Normal aging never needed fixing in the first place.
Getting it to stop happening again comes down to a few habits, not a complicated routine.
How to Keep It From Happening Again
Water by feel, not by schedule. Check the top few inches of soil before every watering and only water when it is dry there, not just on the surface.
Make sure the pot has drainage and never let it sit in collected water. Keep the plant in bright, indirect light, and keep it away from vents, radiators, and drafty doors.

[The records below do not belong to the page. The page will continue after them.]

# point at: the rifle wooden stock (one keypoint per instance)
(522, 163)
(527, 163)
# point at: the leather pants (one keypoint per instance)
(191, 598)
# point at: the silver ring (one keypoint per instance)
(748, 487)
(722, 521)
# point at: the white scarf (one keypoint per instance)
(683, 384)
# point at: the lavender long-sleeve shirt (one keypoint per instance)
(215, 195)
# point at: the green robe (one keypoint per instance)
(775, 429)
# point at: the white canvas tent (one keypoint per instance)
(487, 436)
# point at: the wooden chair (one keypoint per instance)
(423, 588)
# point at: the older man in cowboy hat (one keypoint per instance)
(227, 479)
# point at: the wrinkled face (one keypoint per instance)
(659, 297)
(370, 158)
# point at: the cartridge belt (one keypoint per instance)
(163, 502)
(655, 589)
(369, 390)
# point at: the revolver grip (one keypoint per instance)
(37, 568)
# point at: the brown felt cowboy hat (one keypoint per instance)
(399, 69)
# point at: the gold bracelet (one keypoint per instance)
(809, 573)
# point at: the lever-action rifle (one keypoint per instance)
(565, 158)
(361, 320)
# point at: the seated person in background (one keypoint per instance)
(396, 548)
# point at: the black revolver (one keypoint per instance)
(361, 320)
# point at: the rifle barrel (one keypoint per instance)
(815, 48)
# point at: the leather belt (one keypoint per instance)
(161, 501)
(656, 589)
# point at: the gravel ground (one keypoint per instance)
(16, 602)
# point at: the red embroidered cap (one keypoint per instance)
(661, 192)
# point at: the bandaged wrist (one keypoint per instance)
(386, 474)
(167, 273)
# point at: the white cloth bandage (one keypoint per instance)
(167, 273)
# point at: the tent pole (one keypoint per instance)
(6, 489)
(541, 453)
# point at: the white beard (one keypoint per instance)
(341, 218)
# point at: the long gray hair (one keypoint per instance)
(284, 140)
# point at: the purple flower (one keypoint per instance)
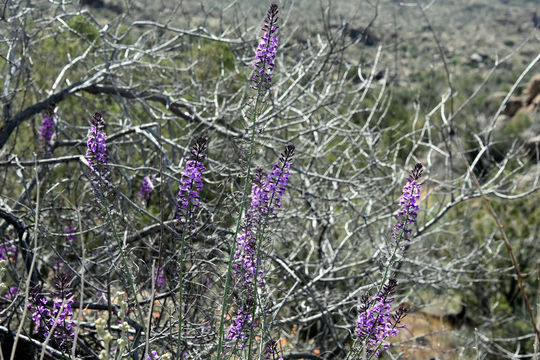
(8, 252)
(61, 316)
(375, 322)
(146, 187)
(272, 351)
(13, 291)
(188, 199)
(408, 212)
(159, 276)
(70, 233)
(265, 53)
(96, 151)
(242, 324)
(47, 126)
(266, 194)
(152, 356)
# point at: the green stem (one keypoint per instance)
(238, 223)
(181, 291)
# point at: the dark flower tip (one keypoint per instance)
(270, 23)
(389, 288)
(416, 173)
(199, 148)
(97, 119)
(288, 153)
(50, 109)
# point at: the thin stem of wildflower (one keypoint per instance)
(181, 291)
(238, 223)
(260, 237)
(32, 265)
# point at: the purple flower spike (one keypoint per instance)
(146, 187)
(265, 54)
(272, 351)
(159, 277)
(70, 233)
(408, 212)
(191, 182)
(47, 126)
(96, 151)
(266, 194)
(375, 322)
(239, 330)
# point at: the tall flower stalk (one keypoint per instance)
(188, 201)
(264, 65)
(47, 127)
(96, 152)
(266, 194)
(375, 323)
(97, 157)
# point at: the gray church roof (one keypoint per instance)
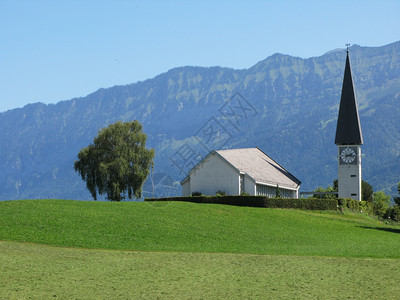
(259, 166)
(348, 130)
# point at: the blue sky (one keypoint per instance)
(57, 50)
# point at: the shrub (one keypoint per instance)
(260, 201)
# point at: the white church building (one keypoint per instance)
(238, 171)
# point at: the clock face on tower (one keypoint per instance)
(348, 155)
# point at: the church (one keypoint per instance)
(251, 171)
(349, 139)
(240, 171)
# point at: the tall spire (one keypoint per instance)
(348, 130)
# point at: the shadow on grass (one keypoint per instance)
(393, 230)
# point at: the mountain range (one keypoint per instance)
(287, 106)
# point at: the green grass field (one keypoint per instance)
(185, 250)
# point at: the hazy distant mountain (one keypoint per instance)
(287, 106)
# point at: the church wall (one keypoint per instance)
(212, 175)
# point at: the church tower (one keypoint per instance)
(349, 139)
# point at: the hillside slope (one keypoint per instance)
(286, 106)
(189, 227)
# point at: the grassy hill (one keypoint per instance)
(192, 227)
(192, 251)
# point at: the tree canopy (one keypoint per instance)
(117, 163)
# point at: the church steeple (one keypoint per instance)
(348, 130)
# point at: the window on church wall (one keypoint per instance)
(241, 184)
(270, 191)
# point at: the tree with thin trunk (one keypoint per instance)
(117, 163)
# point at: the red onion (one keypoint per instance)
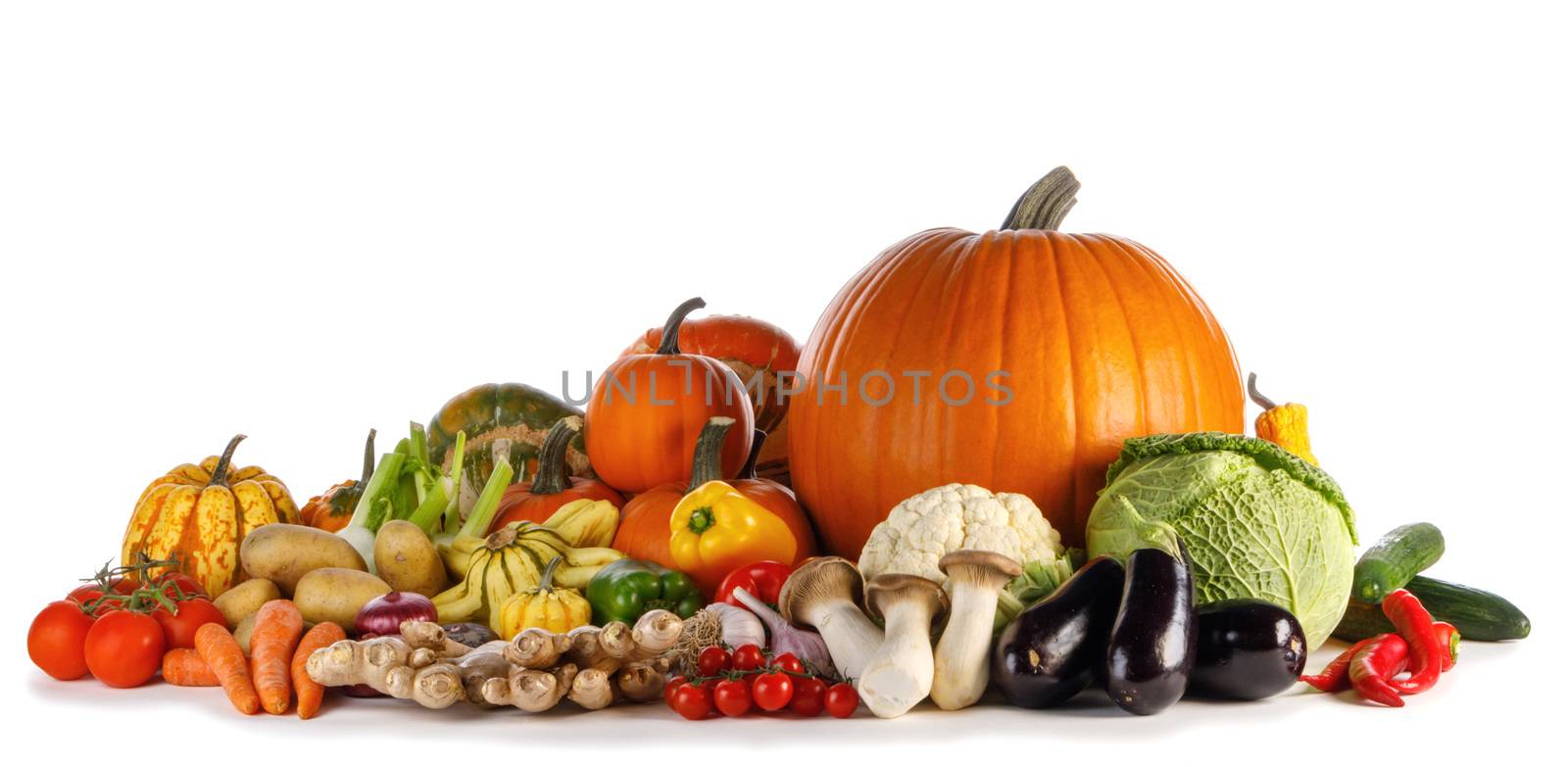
(386, 613)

Feed lightly during the growing season and flush the soil occasionally to prevent salt buildup.
Repot every 2 years or so into fresh, well-draining soil, sized just one pot size up.
Get those basics consistent and yellowing becomes the rare exception instead of a recurring problem, which brings you to the checklist worth running today.
Diagnosis Checklist
- Check the soil 2 inches down: if damp and heavy, suspect overwatering, if dry and light, suspect underwatering.
- Check the drainage hole and cachepot for trapped water: empty it if found, and note whether this has been ongoing.
- Look at which leaves are yellow: lower and inner leaves suggest aging or overwatering, whole-plant even yellowing suggests light or nutrients.
- Feel the yellow leaf: soft and translucent means too much water, dry and crisp means too little.
- Count how many leaves are affected: one or two old leaves with healthy new growth means normal aging, no action needed.
- Note the plant’s location: within a few feet of a vent, heater, or drafty door points to temperature stress.
- Recall your last feeding and repotting date: over a year with no flush or feed points to nutrient buildup or deficiency.
- If soil has been soggy for weeks, unpot and inspect roots: brown, mushy roots confirm rot and require trimming and fresh soil.
- Match your findings to the cause above and apply that fix only, resist changing watering, light, and feeding all at once.
Most money trees recover once you find the one thing actually causing it, not the three things you fixed just in case.
Give it the right water rhythm and steady light, and the yellowing you’re staring at today should be the last round you deal with for a while.